The data model is SQLite through SQLAlchemy, with UUID ids and WAL mode so the UI and an agent's MCP
server can share the database at the same time. It holds a `project`, a `target` (a self-referential
tree of reachable surfaces), `node` rows (typed sub-file and conceptual entities), a polymorphic
typed, attributed `edge`, a `task`, and a `finding`. The graph is relational, and Neo4j is
deliberately out of scope. More detail lives in [docs/graph-ui.md](docs/graph-ui.md).

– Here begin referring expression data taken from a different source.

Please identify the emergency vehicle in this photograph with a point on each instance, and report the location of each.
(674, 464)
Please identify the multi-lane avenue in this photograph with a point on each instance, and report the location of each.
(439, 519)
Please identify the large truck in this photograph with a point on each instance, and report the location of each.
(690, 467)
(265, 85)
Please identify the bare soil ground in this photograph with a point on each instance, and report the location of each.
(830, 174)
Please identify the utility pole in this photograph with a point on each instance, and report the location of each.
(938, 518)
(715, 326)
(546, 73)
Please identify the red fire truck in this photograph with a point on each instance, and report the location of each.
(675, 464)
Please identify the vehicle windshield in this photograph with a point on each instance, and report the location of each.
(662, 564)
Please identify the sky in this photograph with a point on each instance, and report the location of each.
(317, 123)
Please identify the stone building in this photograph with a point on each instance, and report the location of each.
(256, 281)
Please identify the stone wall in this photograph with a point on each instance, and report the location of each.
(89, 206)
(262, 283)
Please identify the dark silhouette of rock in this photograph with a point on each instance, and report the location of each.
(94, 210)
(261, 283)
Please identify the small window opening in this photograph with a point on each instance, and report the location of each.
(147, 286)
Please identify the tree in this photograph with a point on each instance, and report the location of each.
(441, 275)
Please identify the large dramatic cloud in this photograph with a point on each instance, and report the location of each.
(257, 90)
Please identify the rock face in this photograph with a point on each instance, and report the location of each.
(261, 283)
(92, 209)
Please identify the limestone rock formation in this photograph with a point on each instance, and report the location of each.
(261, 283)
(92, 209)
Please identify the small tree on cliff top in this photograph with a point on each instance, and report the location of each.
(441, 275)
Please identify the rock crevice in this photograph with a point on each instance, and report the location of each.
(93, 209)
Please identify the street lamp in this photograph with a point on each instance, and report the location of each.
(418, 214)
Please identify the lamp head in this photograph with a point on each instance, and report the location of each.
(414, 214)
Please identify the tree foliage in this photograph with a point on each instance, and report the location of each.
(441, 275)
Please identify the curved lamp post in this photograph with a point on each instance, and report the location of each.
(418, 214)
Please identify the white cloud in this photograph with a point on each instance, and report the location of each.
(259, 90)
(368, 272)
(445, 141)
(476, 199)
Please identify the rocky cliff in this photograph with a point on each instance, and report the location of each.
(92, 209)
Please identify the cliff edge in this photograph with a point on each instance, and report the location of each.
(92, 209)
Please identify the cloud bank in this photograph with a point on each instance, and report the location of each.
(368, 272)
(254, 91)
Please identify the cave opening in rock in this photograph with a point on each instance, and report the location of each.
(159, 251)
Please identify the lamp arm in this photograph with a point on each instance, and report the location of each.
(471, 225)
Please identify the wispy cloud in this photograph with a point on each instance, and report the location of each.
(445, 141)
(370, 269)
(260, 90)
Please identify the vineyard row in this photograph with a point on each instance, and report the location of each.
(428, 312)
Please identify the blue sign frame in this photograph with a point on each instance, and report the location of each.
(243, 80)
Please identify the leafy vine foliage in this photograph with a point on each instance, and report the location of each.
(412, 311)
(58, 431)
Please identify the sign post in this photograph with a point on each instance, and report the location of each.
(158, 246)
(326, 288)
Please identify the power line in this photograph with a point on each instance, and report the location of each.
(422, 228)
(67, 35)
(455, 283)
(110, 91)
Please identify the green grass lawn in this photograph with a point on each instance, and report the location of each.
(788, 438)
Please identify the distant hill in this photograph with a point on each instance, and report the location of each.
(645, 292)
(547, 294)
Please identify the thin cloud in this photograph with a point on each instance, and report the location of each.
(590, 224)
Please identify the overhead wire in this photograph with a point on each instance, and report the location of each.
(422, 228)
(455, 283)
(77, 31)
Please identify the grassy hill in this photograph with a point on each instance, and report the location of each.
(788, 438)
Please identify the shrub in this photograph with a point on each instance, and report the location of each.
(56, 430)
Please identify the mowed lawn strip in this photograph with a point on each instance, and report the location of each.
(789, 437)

A few test targets ship under `tests/fixtures/` (regenerate them with `just fixtures`): `vuln_httpd`
with its unbounded `strcpy`, `libupnp.so` as a pattern-sweep sibling, and `synthetic_fw.bin`, a
squashfs firmware that unpacks into both. A set of escalating, CVE-class challenge targets lives under
`tests/fixtures/challenges/`.

---

## Development

```bash
just # list every recipe, grouped
just test # the full suite (mock backend; sandbox/Docker tests auto-skip without the image)
just demo # the full offline loop, exits 0 — doubles as a smoke test
just ui # rebuild the SPA (after any frontend/ change)
just showcase --reset && just capture # regenerate the doc screenshots (see docs/images/README.md)
```

The source lives under `src/hexgraph/` (`models/`, `llm/`, `db/`, `sandbox/`, `engine/`, `api/`,
`cli.py`, `mcp_server.py`). For the working agreement, the seam rule, and the worktree-and-PR
discipline, read [`CLAUDE.md`](CLAUDE.md). Release history is in [`CHANGELOG.md`](CHANGELOG.md).

---

## Out of scope, by design

HexGraph does not do accounts or multi-user, cloud or hosted compute, exploit *generation*, Neo4j, or
Kubernetes. Dynamic execution exists only as the opt-in, policy-gated, sandboxed path described above.
It never runs unsandboxed, and it never runs on the host.

---

## License

HexGraph is released under [**AGPL-3.0**](LICENSE). It is free and open: use it, run it, study it, and
modify it as you like. The copyleft terms mean that any modified version you distribute, or offer to
others over a network, has to be released under the AGPL-3.0 too, which is what keeps the project open
and prevents a closed, proprietary fork. There are no license gates and no paid tiers.